O presidente deposto de Honduras, Manuel Zelaya, afirmou, nesta segunda-feira, que pretende retornar ao seu país na quinta-feira, depois de ter sido forçado a se exilar por um golpe militar no último domingo. Em um discurso durante um encontro de líderes do SICA (Sistema para a Integração Centro-Americana), em Manágua, na Nicarágua, Zelaya anunciou que irá retornar ao seu país após fazer uma visita aos Estados Unidos.

BBC Brasil |

Ele ainda pediu que representantes da OEA e chefes de Estado o acompanhem na volta a Honduras para demonstrar seu apoio.

"Vou cumprir meu mandato de quatro anos, estejam vocês (a oposição hondurenha) de acordo ou não", afirmou Zelaya.

"Voltarei por vontade própria, com a proteção de Cristo e do povo. Voltarei ao meu país e pedirei que a OEA me acompanhe. Aceito ofertas daqueles que queiram me acompanhar, por convite do chefe de Estado, e não por interferência em assuntos (internos)", disse Zelaya, segundo o canal de TV Telesur.

Em seu discurso, Zelaya afirmou ainda ter recebido uma ligação do presidente Luiz Inácio Lula da Silva, que teria expressado seu apoio ao presidente deposto.

Na manhã desta segunda-feira, Lula já havia afirmado que o Brasil "não reconhece" o novo governo de Honduras e o Itamaraty suspendeu a volta do embaixador brasileiro ao país.

AP
Polícia dispersa manifestantes em Honduras

Polícia dispersa manifestantes em Honduras

Zelaya foi detido em Honduras no último domingo, data marcada para um plebiscito sobre a ideia de uma consulta sobre a possibilidade de uma reforma constitucional. Ele foi obrigado a deixar o país.

Depois do golpe, o então presidente do Congresso, Roberto Micheletti, assumiu o cargo interinamente.

"Terrível precedente"

Também nesta segunda-feira, presidente dos Estados Unidos, Barack Obama, condenou o golpe de Estado em Honduras e disse que a deposição do presidente Manuel Zelaya é ilegal.

As declarações de Obama foram feitas em Washington após uma reunião com presidente da Colômbia, Álvaro Uribe.

Segundo Obama, caso Zelaya não volte à Presidência de Honduras, o golpe estabeleceria um "terrível precedente".
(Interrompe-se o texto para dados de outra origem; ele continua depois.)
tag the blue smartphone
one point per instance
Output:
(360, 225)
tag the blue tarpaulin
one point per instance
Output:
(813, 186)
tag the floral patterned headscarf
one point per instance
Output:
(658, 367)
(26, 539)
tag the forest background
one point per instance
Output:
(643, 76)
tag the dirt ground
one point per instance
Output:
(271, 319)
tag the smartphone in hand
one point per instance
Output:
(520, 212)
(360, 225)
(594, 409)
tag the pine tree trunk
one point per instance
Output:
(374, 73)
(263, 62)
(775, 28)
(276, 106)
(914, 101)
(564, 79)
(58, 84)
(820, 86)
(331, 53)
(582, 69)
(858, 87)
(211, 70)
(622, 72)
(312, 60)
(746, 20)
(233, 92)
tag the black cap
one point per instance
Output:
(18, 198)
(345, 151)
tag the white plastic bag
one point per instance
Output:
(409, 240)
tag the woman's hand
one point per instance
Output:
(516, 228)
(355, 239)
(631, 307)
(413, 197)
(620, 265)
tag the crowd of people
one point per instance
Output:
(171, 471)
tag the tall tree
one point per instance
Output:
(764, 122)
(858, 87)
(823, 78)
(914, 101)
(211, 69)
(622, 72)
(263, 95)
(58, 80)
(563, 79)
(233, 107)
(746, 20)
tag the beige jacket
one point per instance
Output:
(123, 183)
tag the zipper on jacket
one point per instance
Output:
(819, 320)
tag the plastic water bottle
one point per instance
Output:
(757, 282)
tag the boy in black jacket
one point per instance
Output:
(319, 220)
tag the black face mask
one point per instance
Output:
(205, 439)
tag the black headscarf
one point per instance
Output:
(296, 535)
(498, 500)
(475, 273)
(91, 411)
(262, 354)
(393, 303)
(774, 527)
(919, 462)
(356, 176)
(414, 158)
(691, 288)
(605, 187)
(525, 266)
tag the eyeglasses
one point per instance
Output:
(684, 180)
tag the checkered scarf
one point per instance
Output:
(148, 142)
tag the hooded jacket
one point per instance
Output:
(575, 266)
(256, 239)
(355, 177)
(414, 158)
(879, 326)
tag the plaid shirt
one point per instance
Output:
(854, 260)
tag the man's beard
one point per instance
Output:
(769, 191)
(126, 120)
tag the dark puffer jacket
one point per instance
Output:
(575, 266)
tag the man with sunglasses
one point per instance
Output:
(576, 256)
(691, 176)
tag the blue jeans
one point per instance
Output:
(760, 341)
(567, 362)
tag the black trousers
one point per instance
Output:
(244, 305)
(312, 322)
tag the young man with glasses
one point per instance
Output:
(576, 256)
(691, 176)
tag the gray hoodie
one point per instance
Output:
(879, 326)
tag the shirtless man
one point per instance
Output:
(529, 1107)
O presidente americano afirmou ainda que trabalhará com a Organização dos Estados Americanos (OEA) para restituir o presidente.

Protestos

Em mais um desdobramento da crise em Honduras, homens das Forças Armadas e da polícia utilizaram balas de borracha para dispersar, nesta segunda-feira, centenas de manifestantes que protestavam pela volta de Zelaya em frente ao palácio presidencial, na capital Tegucigalpa.
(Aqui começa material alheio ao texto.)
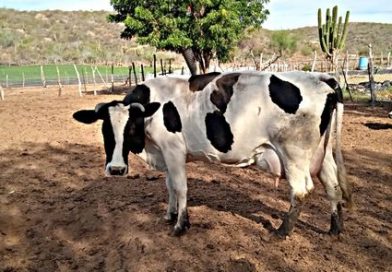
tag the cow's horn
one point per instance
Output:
(138, 105)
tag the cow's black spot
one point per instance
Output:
(218, 131)
(334, 84)
(171, 118)
(221, 97)
(198, 82)
(330, 105)
(140, 94)
(284, 94)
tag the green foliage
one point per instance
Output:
(207, 26)
(333, 33)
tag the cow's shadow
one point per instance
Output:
(56, 196)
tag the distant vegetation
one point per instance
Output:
(48, 37)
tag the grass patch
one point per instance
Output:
(32, 73)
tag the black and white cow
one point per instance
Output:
(282, 122)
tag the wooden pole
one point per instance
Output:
(101, 77)
(170, 71)
(1, 93)
(94, 81)
(79, 82)
(59, 80)
(43, 77)
(155, 65)
(371, 77)
(134, 72)
(130, 75)
(84, 79)
(142, 70)
(314, 60)
(161, 67)
(112, 77)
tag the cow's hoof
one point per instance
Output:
(182, 226)
(178, 231)
(170, 218)
(336, 224)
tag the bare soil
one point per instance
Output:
(59, 213)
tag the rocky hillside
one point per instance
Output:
(85, 37)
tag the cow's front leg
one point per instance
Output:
(181, 189)
(178, 183)
(300, 189)
(171, 214)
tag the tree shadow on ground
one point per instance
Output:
(60, 213)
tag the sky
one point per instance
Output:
(284, 14)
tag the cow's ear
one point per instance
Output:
(151, 108)
(86, 116)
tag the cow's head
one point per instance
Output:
(122, 129)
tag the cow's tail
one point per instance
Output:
(345, 186)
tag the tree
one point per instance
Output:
(199, 30)
(284, 42)
(332, 35)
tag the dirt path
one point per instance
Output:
(58, 212)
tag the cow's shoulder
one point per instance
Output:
(221, 96)
(139, 94)
(171, 117)
(198, 82)
(284, 94)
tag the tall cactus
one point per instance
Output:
(333, 33)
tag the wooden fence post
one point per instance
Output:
(59, 80)
(130, 75)
(371, 77)
(80, 83)
(84, 79)
(1, 93)
(261, 61)
(101, 77)
(142, 70)
(314, 60)
(112, 77)
(170, 71)
(134, 72)
(94, 81)
(162, 73)
(43, 77)
(155, 65)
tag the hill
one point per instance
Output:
(37, 37)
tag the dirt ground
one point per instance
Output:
(59, 213)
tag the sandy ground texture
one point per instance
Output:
(59, 213)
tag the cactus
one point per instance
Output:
(333, 33)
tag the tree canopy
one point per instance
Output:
(200, 29)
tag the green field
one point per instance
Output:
(32, 73)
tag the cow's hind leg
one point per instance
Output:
(329, 178)
(171, 214)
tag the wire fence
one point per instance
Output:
(354, 73)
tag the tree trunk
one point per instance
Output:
(190, 60)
Em entrevista à BBC Mundo, Kellyn Sierra, da Cruz Vermelha, afirmou que foram atendidos cerca de 50 feridos por balas de borracha durante o protesto.

Sierra, no entanto, não pôde confirmar se houve mortes durante a repressão à manifestação.
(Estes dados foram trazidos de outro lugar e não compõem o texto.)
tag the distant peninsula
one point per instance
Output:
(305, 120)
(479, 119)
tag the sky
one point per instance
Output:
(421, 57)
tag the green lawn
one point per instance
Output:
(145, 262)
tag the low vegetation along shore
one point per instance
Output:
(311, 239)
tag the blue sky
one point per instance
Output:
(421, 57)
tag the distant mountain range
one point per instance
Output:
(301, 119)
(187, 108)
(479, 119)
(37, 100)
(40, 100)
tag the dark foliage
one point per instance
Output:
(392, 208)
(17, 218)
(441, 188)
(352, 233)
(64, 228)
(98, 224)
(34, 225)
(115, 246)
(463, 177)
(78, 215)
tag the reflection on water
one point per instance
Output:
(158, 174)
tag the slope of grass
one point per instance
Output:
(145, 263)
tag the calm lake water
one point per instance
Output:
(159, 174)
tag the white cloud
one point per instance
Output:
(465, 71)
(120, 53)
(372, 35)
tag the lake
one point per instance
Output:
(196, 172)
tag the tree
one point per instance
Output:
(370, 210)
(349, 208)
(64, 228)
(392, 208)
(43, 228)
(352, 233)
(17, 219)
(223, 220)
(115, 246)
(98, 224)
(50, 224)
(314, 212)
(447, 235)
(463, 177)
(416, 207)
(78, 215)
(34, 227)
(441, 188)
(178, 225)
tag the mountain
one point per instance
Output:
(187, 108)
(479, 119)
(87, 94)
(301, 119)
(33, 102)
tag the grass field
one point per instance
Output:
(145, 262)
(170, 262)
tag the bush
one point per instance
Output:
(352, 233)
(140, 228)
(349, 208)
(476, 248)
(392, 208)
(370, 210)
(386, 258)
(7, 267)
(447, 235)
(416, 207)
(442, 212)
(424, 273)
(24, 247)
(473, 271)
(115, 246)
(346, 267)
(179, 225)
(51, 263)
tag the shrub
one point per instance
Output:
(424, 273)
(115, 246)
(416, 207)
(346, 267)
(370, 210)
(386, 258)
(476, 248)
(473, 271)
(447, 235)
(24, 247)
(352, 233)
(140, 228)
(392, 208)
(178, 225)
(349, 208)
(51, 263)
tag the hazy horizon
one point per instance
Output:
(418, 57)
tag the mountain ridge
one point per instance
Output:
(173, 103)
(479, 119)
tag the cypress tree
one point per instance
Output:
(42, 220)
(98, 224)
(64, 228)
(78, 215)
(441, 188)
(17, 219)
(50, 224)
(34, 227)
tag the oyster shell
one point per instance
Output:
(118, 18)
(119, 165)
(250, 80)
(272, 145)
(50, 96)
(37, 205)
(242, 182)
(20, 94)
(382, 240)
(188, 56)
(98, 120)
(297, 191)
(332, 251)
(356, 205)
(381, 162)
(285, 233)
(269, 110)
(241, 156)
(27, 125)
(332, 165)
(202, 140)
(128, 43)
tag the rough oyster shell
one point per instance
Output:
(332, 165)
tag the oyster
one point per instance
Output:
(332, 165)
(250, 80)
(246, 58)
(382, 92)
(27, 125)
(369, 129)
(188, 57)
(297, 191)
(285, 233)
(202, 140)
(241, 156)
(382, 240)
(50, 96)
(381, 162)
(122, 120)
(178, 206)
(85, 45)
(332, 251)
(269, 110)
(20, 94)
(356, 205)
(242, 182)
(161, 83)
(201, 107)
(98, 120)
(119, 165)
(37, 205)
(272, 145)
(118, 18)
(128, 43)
Os simpatizantes de Zelaya carregavam paus e correntes e teriam feito barricadas em ruas próximas ao palácio.

Vitrines de lojas também teriam sido quebradas.

Segundo o enviado especial da BBC Mundo a Tegucigalpa, Arturo Wallace, a repressão à manifestação teria começado após a polícia ter dado início a uma operação para reforçar a segurança nos arredores do palácio.

Cerca de 2 mil pessoas estariam participando dos protestos.

Wallace ainda afirma que os hondurenhos têm poucas informações sobre os protestos em outras regiões. As poucas notícias circulam no boca a boca.

"Os meios de comunicação transmitem apenas a versão oficial e os canais de notícias internacionais, como a CNN e a Telesur, estão fora do ar", afirma Wallace.